La cosa fondamentale è sicuramente una: aver dato come coaching staff e ancor prima come dirigenza della franchigia una linea ben precisa da seguire, per tutti quelli che lavorano nell’organizzazione Bulls, giocatori e non solo. Quante squadre NBA ci sono – per il semplice fatto di esistere e giocare nella Lega – ma ci chiediamo quotidianamente:”Cosa stanno facendo?”. A volte, veramente, non si capisce! Chicago, evidentemente ha un piano, un programma. Poi il campo a volte cambia le carte in tavola, il destino – è bello che sia così – e la fortuna girano la storia, da una parte o dall’altra, ma il lavoro (quello che in palestra predica Skiles) deve rimanere quello di programmare e nel limite del possibile, concretizzare. Concretizzare gli scambi, le scelte, così come le idee disegnate su una lavagna in spogliatoio. E Chicago lo sta facendo, come detto, al contrario di altre franchige perennemente in ricostruzione (Atlanta, Milwaukee, ecc. ecc. ecc. i nomi li sappiamo tutti).
Dove può portare tutto questo? Al momento ai playoffs, difficilmente oltre un’ottimo traguardo come sarebbe una finale di conference.

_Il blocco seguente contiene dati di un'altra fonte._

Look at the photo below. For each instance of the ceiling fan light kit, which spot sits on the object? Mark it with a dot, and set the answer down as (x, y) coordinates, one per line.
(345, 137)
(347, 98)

E’ allora il momento di scambiare? Non sembra…Siamo tornati a parlare, “rumoreggiare” come è bello fare nell’off-season, dei soliti nomi, Garnett, appunto, e Gasol. Ma per il momento…nada! Intanto dal draft è arrivato Noah, altro lungo molto mobile, mani educate, istruito al gioco in quel di Florida dall’allievo preferito di Pitino, Coach Donovan. Abituato a pressare tutto campo, anche stazionando in punta, e sicuramente uno dei più pronti, da subito, a calcare un parquet NBA. Alla 9^ chiamata il futuro potrebbe raccontarci di un “furto con scasso” da parte di Paxon&C.